There is another remarkable feature in this country, peculiar to the whole region through which the lower Mississippi flows which I can illustrate no better than by resorting to the idea of a ploughed field. As many of these intersecting furrows, or ravines, terminate with the ridges that confine them, near the river, with whose medium tides they are nearly level, they are inundated by the periodical effluxes, which, flowing up into the land, find a passage through other furrows, and discharge into some stream, that suddenly overflows its banks; or winding sluggishly through the glens, cut deep channels for themselves in the argillaceous soil, and through a chain of ravines again unite with the Mississippi, after having created, by their surplus waters, numerous marshes along their borders, and leaving around their course innumerable pools of stagnant water, which become the home of the lazy alligator,[11] and the countless water-fowls which inhabit these regions. These inlets are properly bayous. They radiate from the Mississippi, in the state of Louisiana, in countless numbers, forming a net-work of inlets along its banks for fifty miles on either side, increasing in numbers and size near its mouth; so that, for many leagues above it, an inextricable tissue of lakes and inlets, or bayous, form communications and passes from the river to the Gulf,[12] "accessible," says Flint, "by small vessels and bay-craft, and impossible to be navigated, except by pilots perfectly acquainted with the waters." The entrance of some of these bayous, which are in the vicinity of Natchez, is fortified against the effluxes of the river by _levees_, constructed from one highland to another; and by this means the bottom lands in the rear are protected from the overflow, and, when cultivated, produce fine crops of cotton. Inundations are also caused when the Mississippi is high, by its waters flowing up into the small rivers and creeks, whose natural level is many feet below the high water mark, till they find a level.--The water of these streams is consequently forced back upon itself, and, rising above its banks, overflows all the adjacent country. This "back-water," as it is termed, is more difficult to be resisted by levees than the effluxes of the bayous; and for the want of some successful means of opposing its force, some of the finest "bottom lands" in the state remain uncultivated, and covered with water and forest.

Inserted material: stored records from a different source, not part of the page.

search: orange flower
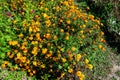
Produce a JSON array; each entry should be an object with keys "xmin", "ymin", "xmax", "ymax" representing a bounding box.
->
[
  {"xmin": 21, "ymin": 56, "xmax": 26, "ymax": 63},
  {"xmin": 53, "ymin": 35, "xmax": 57, "ymax": 40},
  {"xmin": 29, "ymin": 72, "xmax": 33, "ymax": 76},
  {"xmin": 42, "ymin": 48, "xmax": 48, "ymax": 54},
  {"xmin": 9, "ymin": 54, "xmax": 14, "ymax": 59}
]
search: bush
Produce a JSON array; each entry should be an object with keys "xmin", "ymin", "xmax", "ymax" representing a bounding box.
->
[{"xmin": 0, "ymin": 0, "xmax": 106, "ymax": 80}]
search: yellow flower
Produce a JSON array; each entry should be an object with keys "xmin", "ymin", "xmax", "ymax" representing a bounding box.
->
[
  {"xmin": 7, "ymin": 52, "xmax": 11, "ymax": 56},
  {"xmin": 33, "ymin": 61, "xmax": 37, "ymax": 66},
  {"xmin": 63, "ymin": 1, "xmax": 69, "ymax": 5},
  {"xmin": 100, "ymin": 23, "xmax": 104, "ymax": 26},
  {"xmin": 100, "ymin": 31, "xmax": 104, "ymax": 35},
  {"xmin": 60, "ymin": 29, "xmax": 64, "ymax": 33},
  {"xmin": 53, "ymin": 35, "xmax": 57, "ymax": 40},
  {"xmin": 60, "ymin": 73, "xmax": 65, "ymax": 78},
  {"xmin": 42, "ymin": 48, "xmax": 48, "ymax": 54},
  {"xmin": 68, "ymin": 68, "xmax": 73, "ymax": 73},
  {"xmin": 76, "ymin": 71, "xmax": 82, "ymax": 77},
  {"xmin": 89, "ymin": 14, "xmax": 94, "ymax": 20},
  {"xmin": 61, "ymin": 58, "xmax": 67, "ymax": 63},
  {"xmin": 81, "ymin": 35, "xmax": 85, "ymax": 39},
  {"xmin": 45, "ymin": 33, "xmax": 51, "ymax": 39},
  {"xmin": 9, "ymin": 54, "xmax": 14, "ymax": 59},
  {"xmin": 85, "ymin": 59, "xmax": 89, "ymax": 64},
  {"xmin": 1, "ymin": 61, "xmax": 10, "ymax": 68},
  {"xmin": 98, "ymin": 44, "xmax": 102, "ymax": 49},
  {"xmin": 87, "ymin": 64, "xmax": 93, "ymax": 70},
  {"xmin": 102, "ymin": 47, "xmax": 105, "ymax": 51},
  {"xmin": 71, "ymin": 47, "xmax": 76, "ymax": 51},
  {"xmin": 11, "ymin": 41, "xmax": 18, "ymax": 46},
  {"xmin": 32, "ymin": 47, "xmax": 38, "ymax": 56},
  {"xmin": 80, "ymin": 30, "xmax": 83, "ymax": 34},
  {"xmin": 18, "ymin": 33, "xmax": 24, "ymax": 38},
  {"xmin": 82, "ymin": 24, "xmax": 86, "ymax": 28},
  {"xmin": 1, "ymin": 64, "xmax": 6, "ymax": 68},
  {"xmin": 75, "ymin": 54, "xmax": 81, "ymax": 62},
  {"xmin": 87, "ymin": 6, "xmax": 90, "ymax": 10},
  {"xmin": 41, "ymin": 64, "xmax": 45, "ymax": 68},
  {"xmin": 67, "ymin": 20, "xmax": 71, "ymax": 24},
  {"xmin": 29, "ymin": 72, "xmax": 33, "ymax": 76},
  {"xmin": 32, "ymin": 70, "xmax": 36, "ymax": 74},
  {"xmin": 79, "ymin": 74, "xmax": 85, "ymax": 80},
  {"xmin": 65, "ymin": 36, "xmax": 69, "ymax": 40},
  {"xmin": 13, "ymin": 20, "xmax": 16, "ymax": 24},
  {"xmin": 21, "ymin": 57, "xmax": 26, "ymax": 63},
  {"xmin": 29, "ymin": 27, "xmax": 32, "ymax": 32}
]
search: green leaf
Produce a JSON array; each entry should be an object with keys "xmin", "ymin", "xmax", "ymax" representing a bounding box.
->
[
  {"xmin": 64, "ymin": 63, "xmax": 69, "ymax": 68},
  {"xmin": 58, "ymin": 65, "xmax": 63, "ymax": 69},
  {"xmin": 0, "ymin": 53, "xmax": 5, "ymax": 59}
]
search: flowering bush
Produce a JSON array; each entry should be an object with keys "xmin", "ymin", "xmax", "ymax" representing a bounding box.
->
[{"xmin": 0, "ymin": 0, "xmax": 106, "ymax": 80}]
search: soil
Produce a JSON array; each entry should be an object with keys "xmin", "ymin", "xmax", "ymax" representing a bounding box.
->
[{"xmin": 105, "ymin": 52, "xmax": 120, "ymax": 80}]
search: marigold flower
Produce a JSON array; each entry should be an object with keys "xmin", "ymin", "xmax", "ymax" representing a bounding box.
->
[
  {"xmin": 29, "ymin": 27, "xmax": 32, "ymax": 32},
  {"xmin": 7, "ymin": 52, "xmax": 11, "ymax": 56},
  {"xmin": 18, "ymin": 33, "xmax": 24, "ymax": 38},
  {"xmin": 87, "ymin": 64, "xmax": 93, "ymax": 70},
  {"xmin": 60, "ymin": 73, "xmax": 65, "ymax": 78},
  {"xmin": 45, "ymin": 33, "xmax": 51, "ymax": 39},
  {"xmin": 100, "ymin": 31, "xmax": 104, "ymax": 35},
  {"xmin": 21, "ymin": 57, "xmax": 26, "ymax": 63},
  {"xmin": 33, "ymin": 61, "xmax": 37, "ymax": 66},
  {"xmin": 1, "ymin": 64, "xmax": 6, "ymax": 68},
  {"xmin": 9, "ymin": 54, "xmax": 14, "ymax": 59},
  {"xmin": 98, "ymin": 44, "xmax": 102, "ymax": 49},
  {"xmin": 29, "ymin": 72, "xmax": 33, "ymax": 76},
  {"xmin": 41, "ymin": 64, "xmax": 45, "ymax": 68},
  {"xmin": 75, "ymin": 54, "xmax": 81, "ymax": 62},
  {"xmin": 43, "ymin": 13, "xmax": 47, "ymax": 18},
  {"xmin": 81, "ymin": 35, "xmax": 85, "ymax": 38},
  {"xmin": 76, "ymin": 71, "xmax": 82, "ymax": 77},
  {"xmin": 61, "ymin": 58, "xmax": 67, "ymax": 63},
  {"xmin": 68, "ymin": 68, "xmax": 73, "ymax": 73},
  {"xmin": 60, "ymin": 29, "xmax": 64, "ymax": 33},
  {"xmin": 67, "ymin": 20, "xmax": 71, "ymax": 24},
  {"xmin": 79, "ymin": 74, "xmax": 85, "ymax": 80},
  {"xmin": 87, "ymin": 6, "xmax": 90, "ymax": 10},
  {"xmin": 42, "ymin": 48, "xmax": 48, "ymax": 54},
  {"xmin": 71, "ymin": 47, "xmax": 76, "ymax": 51},
  {"xmin": 85, "ymin": 59, "xmax": 89, "ymax": 64},
  {"xmin": 16, "ymin": 53, "xmax": 21, "ymax": 58},
  {"xmin": 102, "ymin": 47, "xmax": 105, "ymax": 51},
  {"xmin": 80, "ymin": 30, "xmax": 83, "ymax": 34},
  {"xmin": 53, "ymin": 35, "xmax": 57, "ymax": 40}
]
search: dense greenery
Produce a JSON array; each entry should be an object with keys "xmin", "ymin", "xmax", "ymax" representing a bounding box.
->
[{"xmin": 0, "ymin": 0, "xmax": 119, "ymax": 80}]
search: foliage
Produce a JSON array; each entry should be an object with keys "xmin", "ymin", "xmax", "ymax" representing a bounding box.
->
[{"xmin": 0, "ymin": 0, "xmax": 106, "ymax": 80}]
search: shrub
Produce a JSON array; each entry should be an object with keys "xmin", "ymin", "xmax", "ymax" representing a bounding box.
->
[{"xmin": 0, "ymin": 0, "xmax": 106, "ymax": 80}]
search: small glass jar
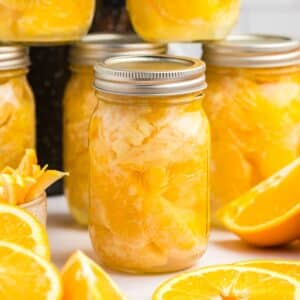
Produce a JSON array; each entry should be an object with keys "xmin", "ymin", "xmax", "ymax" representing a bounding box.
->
[
  {"xmin": 0, "ymin": 45, "xmax": 35, "ymax": 170},
  {"xmin": 63, "ymin": 34, "xmax": 166, "ymax": 226},
  {"xmin": 89, "ymin": 55, "xmax": 210, "ymax": 273},
  {"xmin": 0, "ymin": 0, "xmax": 95, "ymax": 44},
  {"xmin": 127, "ymin": 0, "xmax": 240, "ymax": 42},
  {"xmin": 203, "ymin": 35, "xmax": 300, "ymax": 221}
]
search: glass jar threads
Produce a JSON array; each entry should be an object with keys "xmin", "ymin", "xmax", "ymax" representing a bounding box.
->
[
  {"xmin": 63, "ymin": 34, "xmax": 166, "ymax": 225},
  {"xmin": 203, "ymin": 35, "xmax": 300, "ymax": 221},
  {"xmin": 89, "ymin": 55, "xmax": 210, "ymax": 273},
  {"xmin": 127, "ymin": 0, "xmax": 240, "ymax": 42},
  {"xmin": 0, "ymin": 45, "xmax": 35, "ymax": 169},
  {"xmin": 0, "ymin": 0, "xmax": 95, "ymax": 43}
]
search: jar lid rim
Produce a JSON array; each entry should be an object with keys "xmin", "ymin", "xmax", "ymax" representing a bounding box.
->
[
  {"xmin": 0, "ymin": 44, "xmax": 29, "ymax": 70},
  {"xmin": 70, "ymin": 34, "xmax": 167, "ymax": 66},
  {"xmin": 94, "ymin": 55, "xmax": 207, "ymax": 96},
  {"xmin": 203, "ymin": 34, "xmax": 300, "ymax": 68}
]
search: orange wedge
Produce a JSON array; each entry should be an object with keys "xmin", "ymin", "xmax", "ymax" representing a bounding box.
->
[
  {"xmin": 153, "ymin": 265, "xmax": 300, "ymax": 300},
  {"xmin": 62, "ymin": 251, "xmax": 126, "ymax": 300},
  {"xmin": 218, "ymin": 158, "xmax": 300, "ymax": 246},
  {"xmin": 237, "ymin": 260, "xmax": 300, "ymax": 280},
  {"xmin": 0, "ymin": 241, "xmax": 61, "ymax": 300},
  {"xmin": 0, "ymin": 203, "xmax": 50, "ymax": 259}
]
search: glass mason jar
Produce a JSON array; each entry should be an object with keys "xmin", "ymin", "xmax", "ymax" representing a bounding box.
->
[
  {"xmin": 127, "ymin": 0, "xmax": 240, "ymax": 42},
  {"xmin": 0, "ymin": 45, "xmax": 35, "ymax": 170},
  {"xmin": 203, "ymin": 35, "xmax": 300, "ymax": 221},
  {"xmin": 89, "ymin": 55, "xmax": 210, "ymax": 273},
  {"xmin": 63, "ymin": 34, "xmax": 166, "ymax": 226},
  {"xmin": 0, "ymin": 0, "xmax": 95, "ymax": 43}
]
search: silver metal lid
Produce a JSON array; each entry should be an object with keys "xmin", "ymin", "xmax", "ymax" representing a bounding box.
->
[
  {"xmin": 203, "ymin": 34, "xmax": 300, "ymax": 68},
  {"xmin": 70, "ymin": 34, "xmax": 167, "ymax": 66},
  {"xmin": 94, "ymin": 55, "xmax": 207, "ymax": 96},
  {"xmin": 0, "ymin": 45, "xmax": 29, "ymax": 70}
]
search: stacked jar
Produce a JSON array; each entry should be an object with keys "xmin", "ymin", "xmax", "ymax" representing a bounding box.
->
[
  {"xmin": 202, "ymin": 35, "xmax": 300, "ymax": 221},
  {"xmin": 0, "ymin": 0, "xmax": 95, "ymax": 43},
  {"xmin": 63, "ymin": 34, "xmax": 167, "ymax": 225}
]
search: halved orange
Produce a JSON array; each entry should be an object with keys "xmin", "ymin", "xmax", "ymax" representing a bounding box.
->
[
  {"xmin": 218, "ymin": 158, "xmax": 300, "ymax": 246},
  {"xmin": 0, "ymin": 203, "xmax": 50, "ymax": 259},
  {"xmin": 153, "ymin": 265, "xmax": 300, "ymax": 300},
  {"xmin": 237, "ymin": 260, "xmax": 300, "ymax": 280},
  {"xmin": 62, "ymin": 251, "xmax": 126, "ymax": 300},
  {"xmin": 0, "ymin": 241, "xmax": 61, "ymax": 300}
]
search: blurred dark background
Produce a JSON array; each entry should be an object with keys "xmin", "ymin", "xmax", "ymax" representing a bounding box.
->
[{"xmin": 29, "ymin": 0, "xmax": 133, "ymax": 194}]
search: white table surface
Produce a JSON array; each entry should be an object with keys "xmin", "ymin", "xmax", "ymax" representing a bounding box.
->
[{"xmin": 48, "ymin": 195, "xmax": 300, "ymax": 300}]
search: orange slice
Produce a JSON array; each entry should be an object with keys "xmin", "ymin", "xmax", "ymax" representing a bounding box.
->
[
  {"xmin": 153, "ymin": 265, "xmax": 300, "ymax": 300},
  {"xmin": 217, "ymin": 158, "xmax": 300, "ymax": 246},
  {"xmin": 62, "ymin": 251, "xmax": 126, "ymax": 300},
  {"xmin": 237, "ymin": 260, "xmax": 300, "ymax": 280},
  {"xmin": 0, "ymin": 203, "xmax": 50, "ymax": 259},
  {"xmin": 0, "ymin": 241, "xmax": 61, "ymax": 300}
]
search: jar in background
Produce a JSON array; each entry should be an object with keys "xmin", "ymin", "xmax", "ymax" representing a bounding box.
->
[
  {"xmin": 127, "ymin": 0, "xmax": 240, "ymax": 42},
  {"xmin": 63, "ymin": 34, "xmax": 166, "ymax": 226},
  {"xmin": 90, "ymin": 55, "xmax": 210, "ymax": 273},
  {"xmin": 0, "ymin": 45, "xmax": 35, "ymax": 170},
  {"xmin": 0, "ymin": 0, "xmax": 95, "ymax": 43},
  {"xmin": 203, "ymin": 35, "xmax": 300, "ymax": 221}
]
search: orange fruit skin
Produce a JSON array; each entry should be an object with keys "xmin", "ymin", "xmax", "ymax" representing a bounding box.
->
[
  {"xmin": 0, "ymin": 241, "xmax": 62, "ymax": 300},
  {"xmin": 224, "ymin": 208, "xmax": 300, "ymax": 247},
  {"xmin": 152, "ymin": 264, "xmax": 300, "ymax": 300},
  {"xmin": 218, "ymin": 158, "xmax": 300, "ymax": 247},
  {"xmin": 236, "ymin": 260, "xmax": 300, "ymax": 280},
  {"xmin": 0, "ymin": 203, "xmax": 50, "ymax": 259}
]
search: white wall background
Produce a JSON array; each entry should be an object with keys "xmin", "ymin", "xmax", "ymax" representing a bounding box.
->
[
  {"xmin": 169, "ymin": 0, "xmax": 300, "ymax": 57},
  {"xmin": 236, "ymin": 0, "xmax": 300, "ymax": 38}
]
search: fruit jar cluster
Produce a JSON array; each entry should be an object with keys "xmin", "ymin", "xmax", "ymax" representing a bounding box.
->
[
  {"xmin": 0, "ymin": 45, "xmax": 35, "ymax": 170},
  {"xmin": 203, "ymin": 35, "xmax": 300, "ymax": 221},
  {"xmin": 89, "ymin": 55, "xmax": 210, "ymax": 273},
  {"xmin": 63, "ymin": 34, "xmax": 166, "ymax": 226}
]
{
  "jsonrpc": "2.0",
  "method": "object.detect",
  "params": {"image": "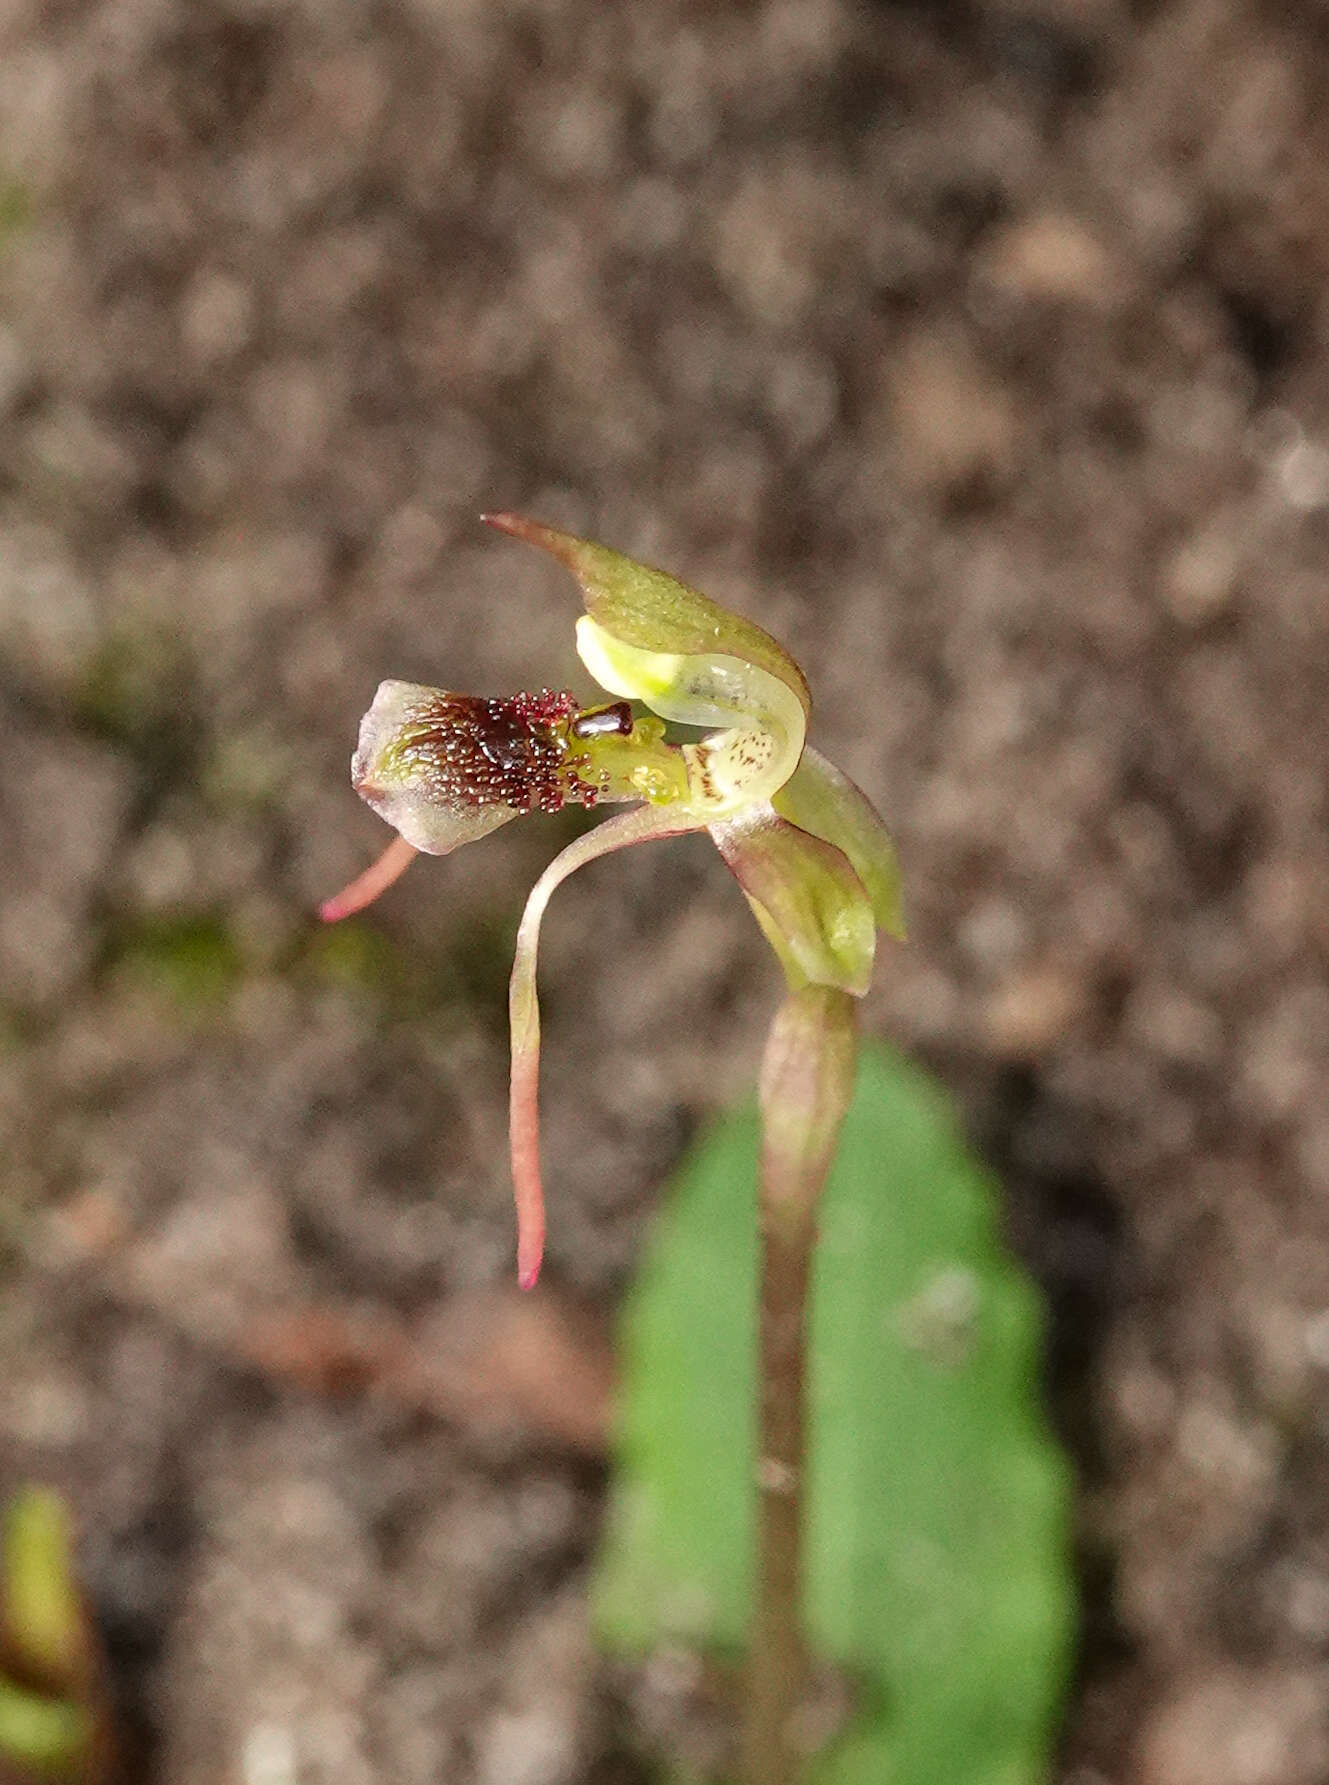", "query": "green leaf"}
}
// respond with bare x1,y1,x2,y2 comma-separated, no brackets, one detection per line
594,1047,1075,1785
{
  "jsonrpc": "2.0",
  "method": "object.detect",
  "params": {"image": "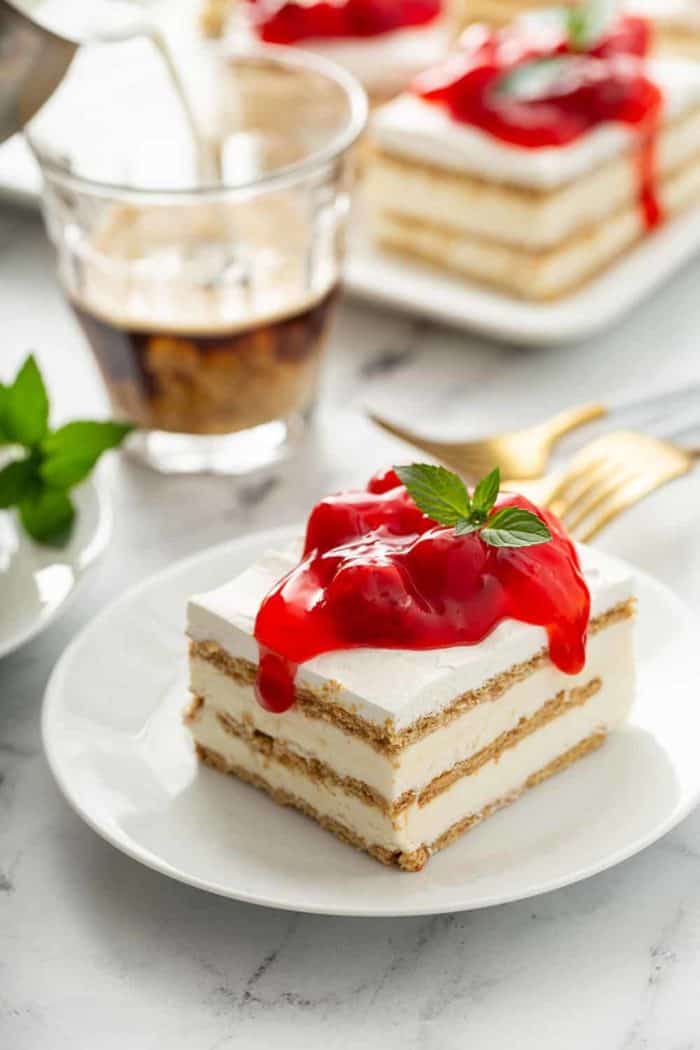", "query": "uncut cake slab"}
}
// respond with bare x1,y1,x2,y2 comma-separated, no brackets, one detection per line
348,8,700,342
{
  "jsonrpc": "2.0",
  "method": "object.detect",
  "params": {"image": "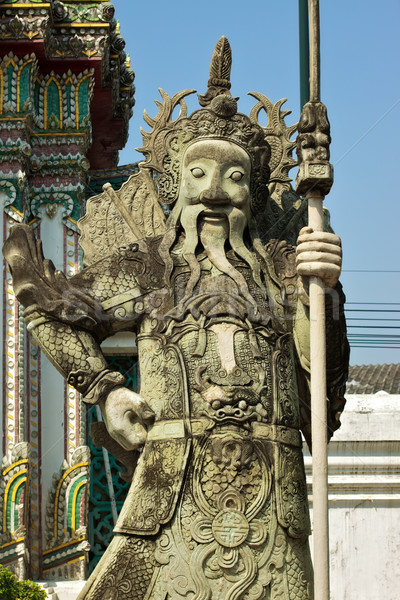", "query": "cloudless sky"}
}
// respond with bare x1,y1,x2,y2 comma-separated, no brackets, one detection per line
113,0,400,366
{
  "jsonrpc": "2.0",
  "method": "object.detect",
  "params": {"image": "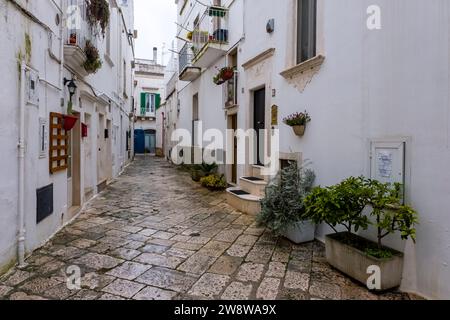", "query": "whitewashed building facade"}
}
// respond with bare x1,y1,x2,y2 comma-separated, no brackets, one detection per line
0,0,135,274
173,0,450,299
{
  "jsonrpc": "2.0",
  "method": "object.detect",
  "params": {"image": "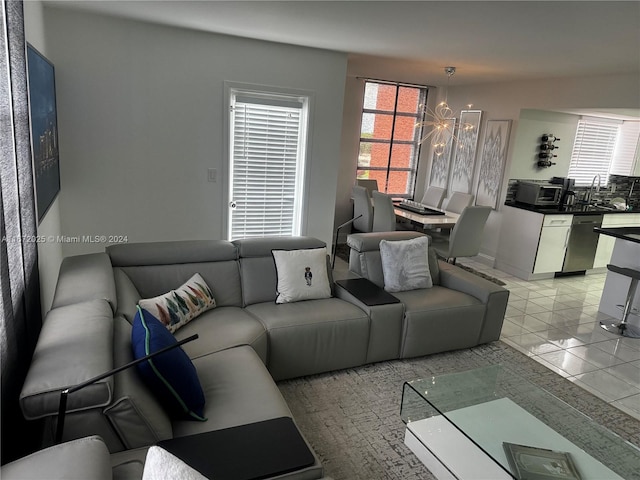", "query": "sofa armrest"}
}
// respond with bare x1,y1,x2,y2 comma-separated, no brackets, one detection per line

The smaller rivers and streams in this state are wild and narrow torrents, wholly unlike those placid streams which flow through New-England, lined with grassy or rocky banks, and rolling over a stony bottom, which can be discerned from many feet above it, through the transparent fluid. Here the banks of the streams are precipices, and entirely of clay or sand, and cave in after every rain, which suddenly raises these torrents many feet in a few minutes; and such often is their impetuosity, that if their banks are too high to be inundated, they cut out new channels for themselves; and a planter may, not improbably, in the morning after a heavy rain, find an acre or more added to his fields from an adjoining estate; to be repaid, in kind, after another rain. In the dry season the water of these streams--which, with the exception of three or four of the large ones, are more properly conduits for the rain water that falls upon the hills, than permanent streams--is tolerably clear, though a transparent sheet of water larger than a spring, whether in motion or at rest, I have not seen in this state. After a rain they become turbid, like the Mississippi, impetuous in their course, and dangerous to travellers. Few of these streams are covered with bridges, as their banks dissolve, during a rain, almost as rapidly as banks of snow--so light is the earth of which they are composed--and the points from which bridges would spring are soon washed away. The streams are therefore usually forded; and as their beds are of the finest sand, and abound in quicksands, carriages and horses are often swallowed up in fording them, and lives are not unfrequently lost.

The roads throughout the state, with the exception of these fords, are very good, winding through fine natural scenery, past cultivated fields, and pleasant villages.